The acquisition multiples are 2.3x revenue and 12.5x EBITDA. On the face of it, the P/R multiple suggests that the economic downturn has worked its way into pricing for pharmaceutical companies. Comparison of this multiple and the 2.9x multiple in January’s Pfizer-Wyeth $68.0 billion deal with multiples in prior years would indicate that pricing has indeed slumped. The chart above shows the average and median P/R multiples for billion-dollar pharma deals from 2002 through 2008. For the past five years, the median price has hovered around 3.6x. However, what we don’t clearly know yet is whether the deal’s 2.3x multiple reflects an actual change in market pricing, whether it has built in the possible loss of value due to the potential brouhaha over Remicade and SGP’s animal health unit, or whether a low multiple was intended to entice bankers to finance the deal. We’ll have a better grasp as further details emerge.
Analysts noted in the day or two following the original announcement that the stock market did not appear to react to what would have been bullish news in other times and other markets. However, the lagging effect noted in our cover story may be at play here. The four weeks following the announcement saw the DJIA rise week over week.

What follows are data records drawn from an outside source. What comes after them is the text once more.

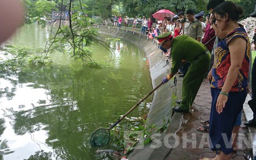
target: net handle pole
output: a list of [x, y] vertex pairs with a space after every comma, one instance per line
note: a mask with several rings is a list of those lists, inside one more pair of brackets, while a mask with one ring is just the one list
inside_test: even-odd
[[144, 97], [142, 98], [140, 101], [138, 102], [136, 104], [135, 104], [132, 108], [131, 108], [128, 112], [127, 112], [122, 117], [118, 119], [116, 123], [114, 123], [112, 126], [110, 126], [110, 127], [108, 128], [109, 130], [113, 128], [115, 126], [116, 126], [117, 124], [119, 123], [120, 122], [121, 122], [125, 117], [126, 117], [128, 114], [129, 114], [130, 112], [132, 112], [135, 109], [136, 107], [137, 107], [144, 100], [145, 100], [146, 98], [147, 98], [149, 96], [150, 96], [152, 93], [153, 93], [155, 90], [156, 90], [158, 88], [159, 88], [162, 85], [162, 82], [159, 84], [157, 85], [154, 88], [153, 90], [151, 90], [151, 91], [148, 93], [148, 94], [146, 95]]

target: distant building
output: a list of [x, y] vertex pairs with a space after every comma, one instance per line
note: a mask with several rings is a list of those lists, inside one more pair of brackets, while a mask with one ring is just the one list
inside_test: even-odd
[[[52, 12], [52, 19], [53, 20], [60, 20], [60, 12], [53, 11]], [[61, 19], [62, 20], [66, 19], [66, 14], [64, 11], [61, 12]]]

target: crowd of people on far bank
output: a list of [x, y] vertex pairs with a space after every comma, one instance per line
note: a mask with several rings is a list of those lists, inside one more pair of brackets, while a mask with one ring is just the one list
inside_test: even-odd
[[[216, 156], [201, 160], [229, 160], [237, 149], [236, 138], [251, 74], [252, 99], [248, 104], [254, 117], [244, 124], [256, 127], [256, 62], [250, 73], [251, 44], [246, 28], [238, 22], [242, 9], [224, 0], [210, 0], [207, 8], [209, 14], [205, 22], [204, 12], [194, 14], [190, 9], [186, 14], [180, 12], [172, 18], [159, 20], [154, 26], [150, 18], [143, 17], [141, 33], [156, 38], [159, 48], [171, 58], [170, 74], [162, 83], [177, 73], [184, 77], [182, 99], [176, 100], [173, 111], [189, 112], [204, 78], [209, 80], [212, 97], [210, 120], [202, 121], [205, 125], [197, 130], [209, 133], [210, 148]], [[118, 20], [120, 28], [122, 19]], [[134, 19], [132, 31], [136, 24]], [[256, 34], [254, 40], [255, 44]], [[227, 144], [225, 138], [232, 143]]]

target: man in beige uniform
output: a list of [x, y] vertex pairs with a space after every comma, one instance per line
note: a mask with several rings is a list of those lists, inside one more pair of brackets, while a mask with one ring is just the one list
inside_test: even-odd
[[186, 16], [188, 22], [185, 24], [185, 34], [200, 42], [203, 34], [202, 23], [195, 18], [192, 10], [188, 10]]

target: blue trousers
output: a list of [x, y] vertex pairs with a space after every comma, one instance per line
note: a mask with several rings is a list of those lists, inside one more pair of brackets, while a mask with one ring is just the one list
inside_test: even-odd
[[243, 108], [247, 93], [245, 88], [240, 92], [230, 92], [223, 112], [219, 114], [216, 110], [216, 103], [221, 90], [221, 89], [211, 88], [212, 102], [209, 134], [210, 147], [217, 154], [222, 151], [225, 154], [228, 154], [233, 151], [232, 130], [238, 116]]

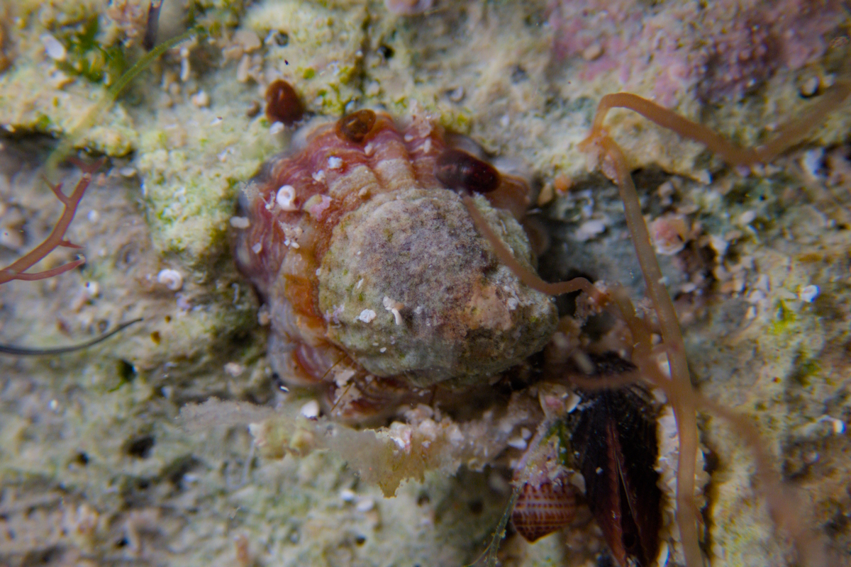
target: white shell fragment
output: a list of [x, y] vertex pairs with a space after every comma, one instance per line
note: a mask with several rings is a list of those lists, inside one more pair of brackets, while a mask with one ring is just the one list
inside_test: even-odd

JPMorgan provided MRK with financial advice on this deal; Goldman Sachs provided SGP with similar advice. As we were going to press, MRK and JPMorgan had already completed the primary syndication of $7.0 billion of a new MRK credit facility with commitments from eight additional co-arrangers: Bank of America, BNP Paribas, Citi, Credit Suisse, HSBC, The Royal Bank of Scotland plc, Santader and UBS.
Finally, we somehow doubt that even after helping to shepherd his company through the merger, Schering-Plough’s Mr. Hassan will want to ease himself into retirement. He readily admits that he is a workaholic and has no major hobbies, so he will be available to head up another company.